How much domestic demand will need to be rationed and how much of this added requirement will be taken-up by maize imports will be key issues going forward. Currently South American maize can compete into the UK's north east.
MATIF contracts hit €200 this week, a level not seen for a long time.
Continued dryness across much of northern Europe is seen further reducing crop potential, and with reports of heavy sprouting in Russia and the Ukraine the available milling surplus is fast diminishing.
In Germany, where feed values are more than the export milling market, the crop is now struggling to reach 20mt, which is also seen as the potential EU all-wheat exportable surplus, compared with the current USDA projection of 27.5mt.
The French crop is now seen sub 34mt, leaving an exportable surplus that doesn’t need to chase non-EU exports, as demand will be robust from intra-EU destinations.
Recent downward crop revisions in both Russia and the Ukraine have also added support, and the recent rise in the market was demonstrated by the fact GASC (Egypt’s state buyer) paid $16/t more this week than at its previous tender two weeks ago.
Russia was again the main origin, with four cargoes, although two cargoes from Romania and a Ukrainian cargo were also purchased.
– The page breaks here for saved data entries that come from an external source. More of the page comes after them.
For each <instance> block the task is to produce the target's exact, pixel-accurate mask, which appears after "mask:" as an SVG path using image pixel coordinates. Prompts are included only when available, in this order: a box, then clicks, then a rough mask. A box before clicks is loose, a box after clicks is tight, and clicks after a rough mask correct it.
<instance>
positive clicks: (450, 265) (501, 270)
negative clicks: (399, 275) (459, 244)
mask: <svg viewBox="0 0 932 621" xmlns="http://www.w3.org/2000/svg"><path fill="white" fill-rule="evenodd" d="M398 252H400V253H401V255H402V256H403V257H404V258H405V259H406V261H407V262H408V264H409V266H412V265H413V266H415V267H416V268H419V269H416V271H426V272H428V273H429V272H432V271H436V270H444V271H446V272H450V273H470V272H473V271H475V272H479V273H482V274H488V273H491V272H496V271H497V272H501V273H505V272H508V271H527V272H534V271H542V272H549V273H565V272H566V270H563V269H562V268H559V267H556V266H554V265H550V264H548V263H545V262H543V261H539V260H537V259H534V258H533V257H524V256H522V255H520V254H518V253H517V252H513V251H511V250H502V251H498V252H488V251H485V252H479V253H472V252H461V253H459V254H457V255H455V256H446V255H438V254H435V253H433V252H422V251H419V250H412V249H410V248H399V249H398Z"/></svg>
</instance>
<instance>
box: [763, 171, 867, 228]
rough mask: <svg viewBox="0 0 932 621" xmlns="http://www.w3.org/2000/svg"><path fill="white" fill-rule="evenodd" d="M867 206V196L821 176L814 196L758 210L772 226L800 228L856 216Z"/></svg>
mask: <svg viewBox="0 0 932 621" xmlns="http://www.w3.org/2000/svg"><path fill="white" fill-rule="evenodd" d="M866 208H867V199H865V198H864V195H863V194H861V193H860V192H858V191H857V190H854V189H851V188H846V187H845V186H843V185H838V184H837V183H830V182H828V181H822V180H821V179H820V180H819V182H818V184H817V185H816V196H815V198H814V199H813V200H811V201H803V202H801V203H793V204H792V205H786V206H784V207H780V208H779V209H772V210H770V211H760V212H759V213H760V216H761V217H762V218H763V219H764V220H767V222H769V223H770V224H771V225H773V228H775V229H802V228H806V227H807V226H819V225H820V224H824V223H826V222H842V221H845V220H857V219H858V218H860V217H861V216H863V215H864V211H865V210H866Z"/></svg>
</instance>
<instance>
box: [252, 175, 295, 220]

With GASC apparently biting the bullet it will be of interest who follows suit. EU and Russian export projections look increasingly overstated by USDA and EU markets have divorced themselves away from Chicago, trading domestic supply and demands, which at present are becoming significantly tighter by the day.
World wheat markets remain supported as adverse weather affects wheat crops in various parts of the world. Issues with EU crops are the biggest driver this week, but they are not the only area showing production concerns.
The Australian Met Office is indicating an increasing chance of an El Nino weather event developing through summer, which typically brings hot and dry conditions. The current forecasts show no rain through to the end of the month.
As a result, some estimates for the Australian 2018/19 wheat crop have dropped below 20 million tonnes. Argentina has drilled 93 per cent of its wheat crop now but ratings have dropped to 37 per cent good to excellent, versus 66 per cent this time last year.
Above normal temperatures in Russia have taken their toll, with wheat yields predicted to be 16.5 per cent down on last year – albeit last year was a record-breaking crop. Ukraine has also cut its crop estimates from 25.5mt to 24.7mt this week.
The US is now 80 per cent of the way through its winter wheat harvest which could create some harvest pressure. In addition, US spring wheat crops and corn crops are looking very promising and this could act as a balance to recent price rises at some point.
Global oilseeds continue to revolve around trade wars and import taxes.
But as everyone knows for every action there is an equal and opposite reaction and US soya farmers are now beginning to feel the pinch, with prices close to decade lows. This low value ironically may fill the gap which has been left by EU oilseed rape shortages.
Analysts continue to cut EU crop numbers and currently it looks like the EU crop could be similar to 12/13. The question at that point is how consumers in the EU will react?
Currently US CBOT soybeans are over $100/t discount to Matif OSR looks rather good value if you can substitute commodities, after all there are no import taxes currently on US soya, just US corn. With recent weather events across the EU, livestock producers would no doubt prefer to see soya to rape meal in rations for several reasons.
Obviously, there will be some inelastic demand for OSR but rationing will need to take place as we have seen over the years.
Caution always must remain just in case South America and Australia have further issues later in the season, but soya could be a saviour this season even displacing cereals.